A diagnosis of prostate cancer can strike fear into the hearts of a man and his family, but this need not be the case. Prostate cancer is one of the most slow-growing cancers, and it responds well to treatment. The American Cancer Society says that over 20 million men in the United States that have had the disease are still alive today. Survival rates have been improving, and according to recent data, including all men with prostate cancer, the relative 5-year survival rate is almost 100% and the relative 10-year survival rate is 91%. These numbers are due to improved methods of detecting and treating the disease and research is ongoing to continue this positive trend.
Prostate cancers that are found when they are small and before they have spread outside the gland usually respond well to treatment, and they are generally easier to remove or eradicate. The two diagnostic procedures that provide the most effective screening are the digital rectal examination (DRE) and the prostate-specific antigen (PSA) tests. If a physician performs these tests and sees questionable results from either one, further tests such as transrectal ultrasound and a biopsy of the prostate will be ordered to confirm the diagnosis.
The process of diagnosing prostate cancer includes grading and staging of the disease. Cancer grading is a system used to assess the aggressiveness of the cancer cells. Grading aids in predicting long-term results, how a patient will respond to treatment, and survival. The most common scale used to grade prostate cancer is the Gleason scale. This system has three parts: 1) the cancer cells are analyzed, 2) the two most common cancer cell patterns are each given a score from 1 to 10, and 3) those two numbers are combined to give a total score (ie, 3 + 5 = 8). There are 3 levels of scoring. A Gleason score of 4 or less is designated as “low grade.” These cancers are slow growing, the cells are most like normal prostate cells, and it is the least aggressive. A Gleason score between 4 and 7 is designated as “intermediate grade.” This cancer is the most common of the three, falling somewhere between the low- and high-grade cancers. This cancer can act like either a high- or low-grade cancer, depending on tumor volume and PSA levels. A Gleason score between 8 and 10 is designated as “high-grade.” This cancer has the highest rate of abnormal prostate cells, and is extremely aggressive. This grade grows quickly and spreads into the surrounding lymph nodes and bones. It can be very difficult to treat, and has a high recurrence rate.

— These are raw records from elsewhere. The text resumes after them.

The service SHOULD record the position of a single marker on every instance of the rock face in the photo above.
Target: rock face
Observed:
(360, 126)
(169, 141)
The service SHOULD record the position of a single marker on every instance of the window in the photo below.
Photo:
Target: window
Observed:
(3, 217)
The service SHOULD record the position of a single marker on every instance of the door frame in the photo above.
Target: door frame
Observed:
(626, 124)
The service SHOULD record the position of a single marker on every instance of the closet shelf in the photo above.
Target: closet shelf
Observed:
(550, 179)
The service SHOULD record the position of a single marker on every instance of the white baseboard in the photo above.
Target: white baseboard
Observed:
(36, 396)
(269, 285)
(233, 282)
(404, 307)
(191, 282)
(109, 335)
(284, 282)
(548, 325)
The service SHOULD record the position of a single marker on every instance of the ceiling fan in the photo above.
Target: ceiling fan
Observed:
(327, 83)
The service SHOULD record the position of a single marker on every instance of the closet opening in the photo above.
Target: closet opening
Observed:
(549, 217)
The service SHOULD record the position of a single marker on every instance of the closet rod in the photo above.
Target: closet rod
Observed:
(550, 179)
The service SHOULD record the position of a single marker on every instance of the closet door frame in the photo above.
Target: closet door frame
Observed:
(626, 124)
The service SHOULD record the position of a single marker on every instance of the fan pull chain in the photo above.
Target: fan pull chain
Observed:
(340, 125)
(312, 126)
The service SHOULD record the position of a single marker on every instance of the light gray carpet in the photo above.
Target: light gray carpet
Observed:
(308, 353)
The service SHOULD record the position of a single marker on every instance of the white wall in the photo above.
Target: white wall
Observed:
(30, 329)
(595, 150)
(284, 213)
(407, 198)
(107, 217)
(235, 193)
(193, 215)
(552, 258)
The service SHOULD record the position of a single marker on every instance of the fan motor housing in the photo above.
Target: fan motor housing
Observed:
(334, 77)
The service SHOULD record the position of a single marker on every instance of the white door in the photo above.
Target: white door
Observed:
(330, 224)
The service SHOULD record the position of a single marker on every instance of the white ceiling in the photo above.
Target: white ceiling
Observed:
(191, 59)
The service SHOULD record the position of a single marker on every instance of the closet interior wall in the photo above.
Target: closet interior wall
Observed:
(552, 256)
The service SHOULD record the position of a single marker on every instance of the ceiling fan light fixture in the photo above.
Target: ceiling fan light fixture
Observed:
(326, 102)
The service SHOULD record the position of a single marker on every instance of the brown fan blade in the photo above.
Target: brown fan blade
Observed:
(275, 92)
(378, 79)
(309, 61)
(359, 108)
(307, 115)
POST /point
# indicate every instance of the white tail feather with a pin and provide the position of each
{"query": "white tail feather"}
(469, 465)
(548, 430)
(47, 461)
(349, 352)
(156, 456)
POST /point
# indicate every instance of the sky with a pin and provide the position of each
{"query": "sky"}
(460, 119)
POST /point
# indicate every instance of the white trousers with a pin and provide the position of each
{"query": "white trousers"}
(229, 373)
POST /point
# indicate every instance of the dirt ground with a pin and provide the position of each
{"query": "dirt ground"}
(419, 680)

The last step in diagnosing prostate cancer is staging. Cancer staging describes the size and location of the cancer. A system called TNM is used to grade prostate cancer. The “T” refers to a description of the tumor, and different numbers are used to explain the tumor size. For example, a Stage T1 designation means that the tumor is confined to the prostate and can only be observed microscopically (ie, undetectable by a DRE or ultrasound).
The “N” stands for nodes, and a number is added to show whether it has spread to the lymph nodes. For example, a Stage N0 designation means that the cancer cells have spread, but not to the lymph nodes.
The “M” stands for metastatic, and a number is added to represent the extent cancer has spread throughout the body. For example, a Stage M0 designation means that cancer cells have spread, but only regionally, and haven’t grown outside the pelvic area. Letters are added to the TNM system to provide a more elaborate description of the cancer.